They include sharply increasing the cost of motoring, setting targets for shifting people and goods on to public transport, and getting manufacturers to produce smaller cars.

The measures, to be outlined in a report by the Royal Commission on Environmental Pollution, are aimed at burying the Thatcherite focus on "the great car economy".

The review, expected to be published on 18 September, follows up a block-busting report on transport by the Commission three years ago and marks the first time it has revisited a subject such as this. The 1994 report was so controversial that the last government failed to reply to it, setting another precedent.

The Commission says congestion and pollution have increased in the past three years and new research shows the fumes from car exhausts are even more dangerous to health than was realised.
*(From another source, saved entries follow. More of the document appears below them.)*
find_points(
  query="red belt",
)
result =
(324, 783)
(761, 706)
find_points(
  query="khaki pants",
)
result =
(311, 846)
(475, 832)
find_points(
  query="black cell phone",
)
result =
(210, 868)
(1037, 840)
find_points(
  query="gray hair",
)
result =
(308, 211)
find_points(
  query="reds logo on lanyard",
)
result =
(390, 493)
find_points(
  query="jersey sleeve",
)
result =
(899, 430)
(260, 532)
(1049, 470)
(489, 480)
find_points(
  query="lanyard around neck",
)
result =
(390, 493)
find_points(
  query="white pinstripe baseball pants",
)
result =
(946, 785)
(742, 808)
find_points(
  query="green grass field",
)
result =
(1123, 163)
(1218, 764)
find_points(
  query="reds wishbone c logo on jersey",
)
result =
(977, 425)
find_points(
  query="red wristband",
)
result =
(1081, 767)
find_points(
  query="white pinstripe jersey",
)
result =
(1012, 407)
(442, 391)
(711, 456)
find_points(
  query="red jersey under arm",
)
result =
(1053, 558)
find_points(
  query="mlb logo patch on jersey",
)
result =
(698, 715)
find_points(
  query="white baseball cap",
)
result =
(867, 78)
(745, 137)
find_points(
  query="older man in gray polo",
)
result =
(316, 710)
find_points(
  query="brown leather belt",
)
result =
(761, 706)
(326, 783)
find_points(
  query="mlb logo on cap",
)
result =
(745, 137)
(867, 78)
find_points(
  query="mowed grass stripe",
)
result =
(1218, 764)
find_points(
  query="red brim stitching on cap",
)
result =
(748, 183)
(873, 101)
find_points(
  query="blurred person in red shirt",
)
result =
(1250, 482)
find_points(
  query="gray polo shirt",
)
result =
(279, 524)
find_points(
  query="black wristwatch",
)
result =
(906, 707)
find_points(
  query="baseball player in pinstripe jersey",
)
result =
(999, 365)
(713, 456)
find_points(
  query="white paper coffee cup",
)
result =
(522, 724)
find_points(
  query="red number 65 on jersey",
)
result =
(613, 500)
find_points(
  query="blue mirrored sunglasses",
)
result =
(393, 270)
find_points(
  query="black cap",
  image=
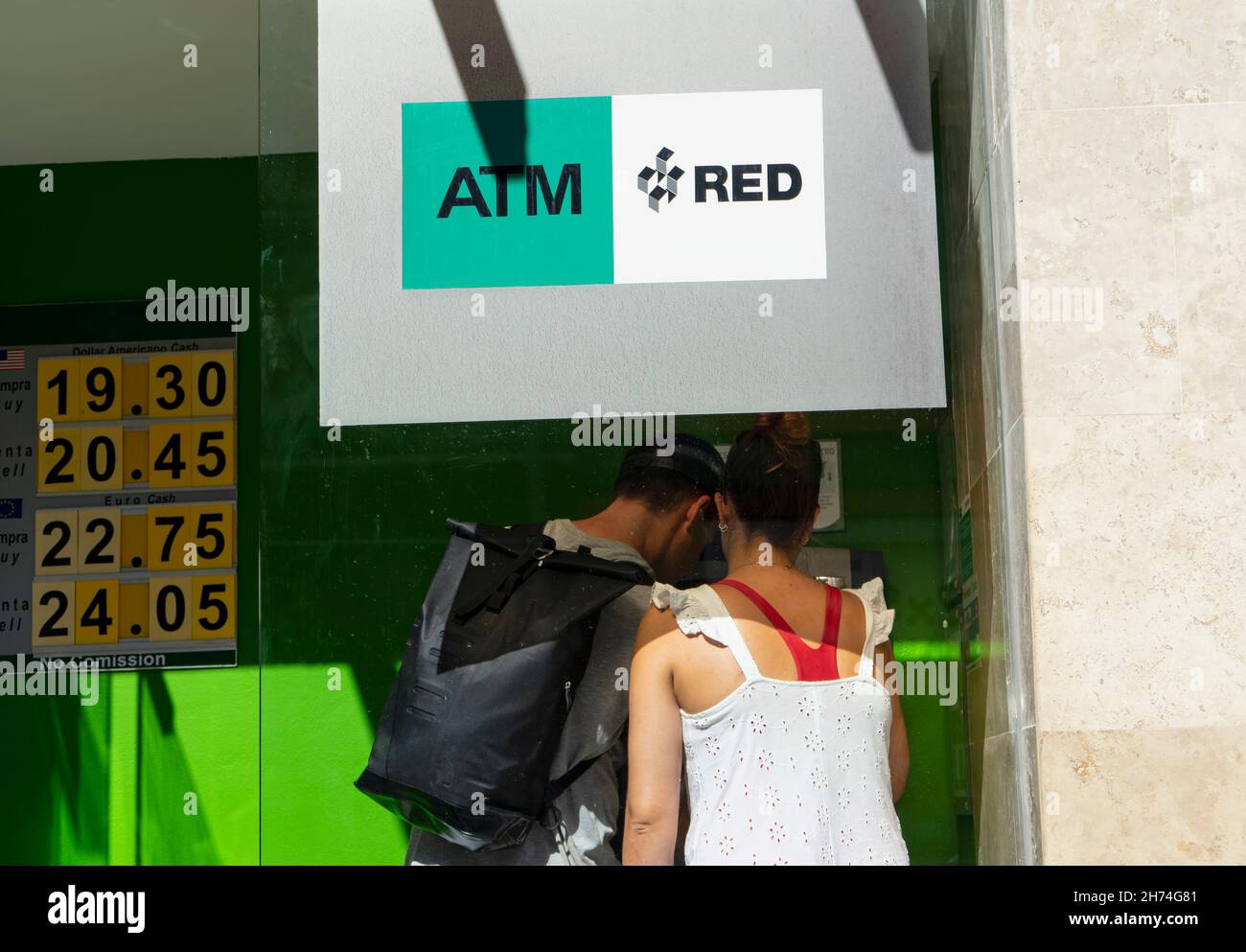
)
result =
(690, 456)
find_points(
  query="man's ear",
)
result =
(693, 514)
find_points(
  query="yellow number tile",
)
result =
(101, 449)
(170, 455)
(53, 614)
(99, 535)
(213, 383)
(57, 548)
(100, 387)
(98, 606)
(133, 456)
(166, 536)
(170, 610)
(213, 598)
(170, 383)
(60, 461)
(133, 387)
(133, 540)
(213, 455)
(58, 389)
(133, 610)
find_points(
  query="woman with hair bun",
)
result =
(767, 689)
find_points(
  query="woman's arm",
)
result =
(897, 751)
(655, 747)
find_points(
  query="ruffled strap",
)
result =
(879, 619)
(699, 611)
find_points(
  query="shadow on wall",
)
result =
(897, 33)
(476, 24)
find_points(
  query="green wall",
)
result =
(348, 536)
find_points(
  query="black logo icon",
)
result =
(660, 182)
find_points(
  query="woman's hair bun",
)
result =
(786, 431)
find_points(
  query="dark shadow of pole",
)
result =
(897, 32)
(468, 24)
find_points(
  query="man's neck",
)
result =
(623, 521)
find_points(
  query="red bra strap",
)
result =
(834, 602)
(818, 663)
(768, 610)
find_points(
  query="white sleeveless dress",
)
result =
(786, 772)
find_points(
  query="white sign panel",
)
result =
(659, 207)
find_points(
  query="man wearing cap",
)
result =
(661, 518)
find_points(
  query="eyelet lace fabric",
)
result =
(789, 772)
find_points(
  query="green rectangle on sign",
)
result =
(507, 194)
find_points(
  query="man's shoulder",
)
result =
(565, 535)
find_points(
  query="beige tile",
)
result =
(997, 79)
(1000, 830)
(1095, 217)
(1209, 225)
(1016, 569)
(955, 119)
(968, 354)
(1084, 54)
(1144, 797)
(982, 117)
(987, 318)
(1137, 546)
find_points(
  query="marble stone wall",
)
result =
(1130, 165)
(1093, 227)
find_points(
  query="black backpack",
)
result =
(469, 734)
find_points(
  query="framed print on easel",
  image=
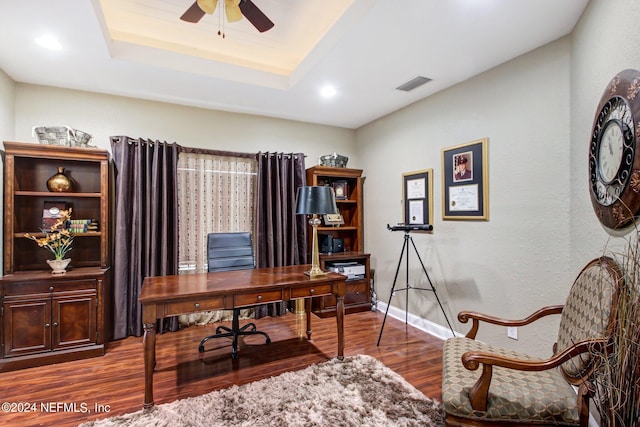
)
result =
(465, 186)
(417, 197)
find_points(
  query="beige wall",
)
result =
(7, 101)
(515, 262)
(106, 115)
(537, 112)
(7, 129)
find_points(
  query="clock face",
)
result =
(610, 154)
(614, 173)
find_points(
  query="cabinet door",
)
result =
(74, 320)
(27, 326)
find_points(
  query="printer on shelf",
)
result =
(352, 270)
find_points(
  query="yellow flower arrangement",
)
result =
(58, 238)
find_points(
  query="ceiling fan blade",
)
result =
(193, 14)
(208, 6)
(255, 16)
(233, 11)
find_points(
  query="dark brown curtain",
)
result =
(280, 233)
(146, 235)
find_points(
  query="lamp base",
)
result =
(315, 272)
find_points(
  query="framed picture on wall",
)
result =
(465, 187)
(417, 197)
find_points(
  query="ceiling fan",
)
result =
(235, 10)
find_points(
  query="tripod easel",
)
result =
(408, 287)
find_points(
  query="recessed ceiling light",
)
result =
(49, 42)
(328, 91)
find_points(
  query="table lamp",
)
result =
(315, 201)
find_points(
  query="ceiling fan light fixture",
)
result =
(207, 6)
(232, 8)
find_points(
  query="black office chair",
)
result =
(231, 251)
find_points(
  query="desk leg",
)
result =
(307, 313)
(340, 324)
(149, 343)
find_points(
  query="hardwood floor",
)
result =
(114, 384)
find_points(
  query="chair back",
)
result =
(589, 313)
(229, 251)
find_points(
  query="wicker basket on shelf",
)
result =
(334, 160)
(62, 135)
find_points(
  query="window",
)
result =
(215, 195)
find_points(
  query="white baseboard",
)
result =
(425, 325)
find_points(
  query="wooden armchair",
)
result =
(516, 389)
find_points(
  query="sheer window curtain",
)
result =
(145, 232)
(216, 193)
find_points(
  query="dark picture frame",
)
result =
(417, 197)
(465, 186)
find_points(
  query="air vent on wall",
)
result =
(413, 83)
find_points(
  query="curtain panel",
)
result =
(280, 233)
(146, 218)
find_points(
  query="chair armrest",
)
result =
(476, 317)
(473, 359)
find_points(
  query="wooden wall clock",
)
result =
(614, 152)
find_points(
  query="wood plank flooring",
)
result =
(70, 393)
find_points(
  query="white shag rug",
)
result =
(357, 391)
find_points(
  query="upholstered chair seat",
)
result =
(484, 384)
Public transport has become less attractive since rail privatisation and the deregulation of buses outside London. Petrol prices are low and the cost of travelling by rail or bus has gone up faster than the cost of motoring.

The document will call for a thorough revolution in policy although, as it is officially only classed as a review, it will not make formal recommendations.

The Commission will insist that the cost of motoring will have to increase greatly. It wants tax increases big enough to bring about sharp rises in the cost of petrol.

It wants ministers to examine ways of charging people to use the roads and it has discussed controversial proposals for allowing people to buy only a certain amount of fuel each year.

It wants ministers to put pressure on car makers to produce smaller, more efficient vehicles in order to cut pollution.

It will call for greater investment in public transport and will press ministers to set targets for moving people from cars to buses and trains and shifting freight from road to rail and canals.